Review by Sean Boelman
Starring one of the most extraordinary stars of yesterday with some of the most exciting new talents of tomorrow, Katie Aselton’s Mack & Rita should have been, at the very least, a lovely little older-skewing comedy. Unfortunately, in its cloying attempts to pander to audiences both young and old, it manages to be both painfully unfunny and almost unwatchably dispassionate.
The film follows a thirty-year-old writer who, dissatisfied with her life, spends a wild weekend in Palm Springs and finds herself transformed into her seventy-year-old self. What seems like it should be Freaky Friday on steroids instead ends up being yet another excuse for a millennial character to vent about how bad she has it until she realizes that things might not actually be all that bad.

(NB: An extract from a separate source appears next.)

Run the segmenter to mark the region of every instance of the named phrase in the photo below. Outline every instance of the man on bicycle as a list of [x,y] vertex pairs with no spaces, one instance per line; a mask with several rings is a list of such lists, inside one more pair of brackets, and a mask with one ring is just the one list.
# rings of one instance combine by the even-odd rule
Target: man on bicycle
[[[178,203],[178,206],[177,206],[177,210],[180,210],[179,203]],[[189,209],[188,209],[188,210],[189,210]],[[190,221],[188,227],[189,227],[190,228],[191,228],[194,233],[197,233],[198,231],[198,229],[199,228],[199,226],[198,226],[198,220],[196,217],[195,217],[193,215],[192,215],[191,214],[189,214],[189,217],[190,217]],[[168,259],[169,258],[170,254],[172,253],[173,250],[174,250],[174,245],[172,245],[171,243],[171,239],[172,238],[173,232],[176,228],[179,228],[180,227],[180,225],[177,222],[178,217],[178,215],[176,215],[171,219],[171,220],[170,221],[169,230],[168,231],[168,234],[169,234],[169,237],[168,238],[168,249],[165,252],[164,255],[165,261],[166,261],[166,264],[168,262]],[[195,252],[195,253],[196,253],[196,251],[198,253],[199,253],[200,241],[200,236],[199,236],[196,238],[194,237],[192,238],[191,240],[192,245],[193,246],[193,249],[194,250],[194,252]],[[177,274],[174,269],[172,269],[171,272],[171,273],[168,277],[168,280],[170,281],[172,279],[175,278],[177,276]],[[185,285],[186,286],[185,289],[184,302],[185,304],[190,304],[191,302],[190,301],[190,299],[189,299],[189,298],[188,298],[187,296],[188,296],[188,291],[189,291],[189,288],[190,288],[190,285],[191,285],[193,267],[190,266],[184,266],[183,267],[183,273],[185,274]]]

Some of the movie’s shortcomings likely could have been forgiven if there were some substance to its themes. While the overall message of living life in the moment is nice and wholesome, the fact that this is the entirety of the film’s message makes it generally insufficient. There are some parts which seem like they are on the edge of doing something interesting by skewering influencer culture only to fall flat.

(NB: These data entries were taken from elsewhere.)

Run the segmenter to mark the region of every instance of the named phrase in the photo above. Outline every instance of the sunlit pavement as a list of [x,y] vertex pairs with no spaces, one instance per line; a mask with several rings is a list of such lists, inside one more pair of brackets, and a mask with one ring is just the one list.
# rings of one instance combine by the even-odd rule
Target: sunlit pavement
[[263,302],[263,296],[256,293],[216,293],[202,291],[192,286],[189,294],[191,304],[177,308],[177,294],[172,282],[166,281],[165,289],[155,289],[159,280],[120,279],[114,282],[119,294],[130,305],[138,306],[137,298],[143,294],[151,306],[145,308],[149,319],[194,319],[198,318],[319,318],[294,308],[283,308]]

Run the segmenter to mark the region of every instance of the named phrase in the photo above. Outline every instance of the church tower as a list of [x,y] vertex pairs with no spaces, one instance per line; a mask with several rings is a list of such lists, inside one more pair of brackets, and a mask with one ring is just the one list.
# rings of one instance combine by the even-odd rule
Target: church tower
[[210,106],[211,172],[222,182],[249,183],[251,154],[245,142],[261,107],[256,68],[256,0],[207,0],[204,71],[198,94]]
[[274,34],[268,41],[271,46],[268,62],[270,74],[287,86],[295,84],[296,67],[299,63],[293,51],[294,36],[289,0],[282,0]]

The jokes in the movie generally aim for the lowest common denominator — pretty much what you would expect from a body swap comedy like this. It’s a bunch of Diane Keaton doing things that a woman Diane Keaton’s age shouldn’t be doing. Are these “antics” particularly funny? Not at all.
The film also suffers from generally insufferable characters. The younger version of the protagonist is developed primarily through her friendships, while the older version is developed mostly through an age-gap romance. The latter is a particularly bizarre choice on the part of writers Madeline Walter and Paul Welsh, and it does not pay off.
Keaton absolutely phones it in with her role, but with a filmography like hers, you could say she’s earned it. But the bigger problem is that she does not try to adapt to Elizabeth Lail’s younger performance of the character, nor does Lail really attempt to emulate Keaton’s personality. They are just woefully mismatched.
Even more damning is the fact that the movie completely wastes its talented supporting cast. Taylour Paige plays the protagonist’s best friend and isn’t even able to be an amusing sidekick. Simon Rex gets a couple of scenes as the wacky character. Lois Smith is also just sort-of… there.
Mack & Rita is an utterly embarrassing waste of talent of all involved. It’s a simple enough premise that it should have been a crowd-pleaser, but the issue is that no one did anything beyond the bare minimum here.
Mack & Rita hits theaters on August 12.